Sound the Alarm is the furious truth of my aching heart, my tumultuous emotional landscape, and my fractured psyche. Knowing that I needed to turn myself around after nearly destroying myself and my relationships with my strained emotional existence. Under the Boards deals with the transition out of the depths of the darkness when we finally feel the weight of our mistakes and shortcomings, and we learn to start the slow journey of coming back to life. Daybreak is the moment of realization when we give in to the reality of our hearts, knowing that we lost our way in the midst of a complicated world, and we learn to forgive ourselves for our transgressions and learn to find peace within our hearts by surrendering to the struggles of life without tearing ourselves to pieces. Daybreak is not a happy ending, it is the reality of the heart's existence on the other side of despair, responding to life not out of a place of anger, but out of a core of compassion and caring where we feel our shared connection with every living being united in suffering and salvation.

It’s rather apparent the complete process was not only one of musical growth, but a personal battle requiring immense learning, discovery and individual development. What was the most significant thing you learned about yourself throughout the project?
I learned that underneath the anger was an ocean of frozen tears from all the years of sadness too tender to touch. When I finally faced the truth of my heart, the tears thawed and streamed from my eyes as I cried for humanity, feeling the release of a thousand years of sorrow and searching. On the other side, my arms opened up to my fellow brothers and sisters, and I reached out from within to hold the world in a loving embrace.

Let’s dip back to 2004 when you first started writing for Sound the Alarm; where are you at today, not solely as a musician, but as a human being compared to seven years ago?
I'm on the other side of the coin. The darkness and the anger are behind me, and I've found the light of acceptance and the peace of a caring heart. In 2004, I was ready to set the world on fire and never look back. Now, 7 years later, I know that I can remain in the world and hold it close to my heart, feeling the ever changing flow of emotions as they come and go yet staying calm and quiet within myself, leaning into both the pain and the pleasure without rejecting or holding on to either one.
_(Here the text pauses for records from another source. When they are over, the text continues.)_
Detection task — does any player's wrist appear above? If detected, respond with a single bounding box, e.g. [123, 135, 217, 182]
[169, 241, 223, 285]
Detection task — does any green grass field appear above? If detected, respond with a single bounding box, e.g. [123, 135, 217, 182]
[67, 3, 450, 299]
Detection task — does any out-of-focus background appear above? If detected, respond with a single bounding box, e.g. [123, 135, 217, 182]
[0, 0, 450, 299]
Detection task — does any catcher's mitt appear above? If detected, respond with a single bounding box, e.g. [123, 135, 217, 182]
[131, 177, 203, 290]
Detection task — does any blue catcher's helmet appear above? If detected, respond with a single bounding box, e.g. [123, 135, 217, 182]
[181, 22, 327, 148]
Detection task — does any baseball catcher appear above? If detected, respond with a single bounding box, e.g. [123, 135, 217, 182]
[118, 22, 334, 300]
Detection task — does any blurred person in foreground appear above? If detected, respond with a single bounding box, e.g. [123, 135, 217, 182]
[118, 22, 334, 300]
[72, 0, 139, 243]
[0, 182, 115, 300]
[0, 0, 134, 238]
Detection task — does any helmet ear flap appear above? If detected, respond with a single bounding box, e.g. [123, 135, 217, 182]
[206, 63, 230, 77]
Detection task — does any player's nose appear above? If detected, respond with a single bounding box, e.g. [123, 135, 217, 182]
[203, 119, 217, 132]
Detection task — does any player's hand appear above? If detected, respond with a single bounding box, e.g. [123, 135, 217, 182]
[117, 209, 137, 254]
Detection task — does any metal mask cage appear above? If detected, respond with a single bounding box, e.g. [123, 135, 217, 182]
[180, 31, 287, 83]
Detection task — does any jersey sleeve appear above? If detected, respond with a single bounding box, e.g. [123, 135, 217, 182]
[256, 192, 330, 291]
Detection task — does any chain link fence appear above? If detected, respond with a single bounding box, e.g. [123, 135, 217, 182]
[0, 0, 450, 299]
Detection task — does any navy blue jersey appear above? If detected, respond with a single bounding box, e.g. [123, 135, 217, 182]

That’s really good to hear, man. So tell us, what's the general vibe with Saves the Day heading into 2012? What comes next for the band?
We feel more excited about the future than ever before. I have a lineup behind me with Arun, Rodrigo, and Claudio that is as committed and dedicated to the band, our music, and our fans as I have been for all these years. After more than a decade of constant ups and downs, it's a gift to feel the relief of this moment. We will continue to tour on Daybreak into the fall of next year, and then turn our focus to the next Saves the Day record in the winter when we will begin demoing and recording new material.

You have quite an eclectic music taste. I'm curious to know, what were your favorite albums of the year?
I have a few favorites of 2011. I absolutely love the new Peter Bjorn and John album Gimme Some with its tight arrangements, clever production, and non-stop hooks. I also listen to the new Tom Waits album Bad As Me almost daily, and the lyrics hit me in a tender way, leaving me breathless and touched. The self-titled release by Wild Flag is super cool as well, and I'm a huge fan of Quasi, so it's fun to hear such unique drumming and smashing garage rock song structures.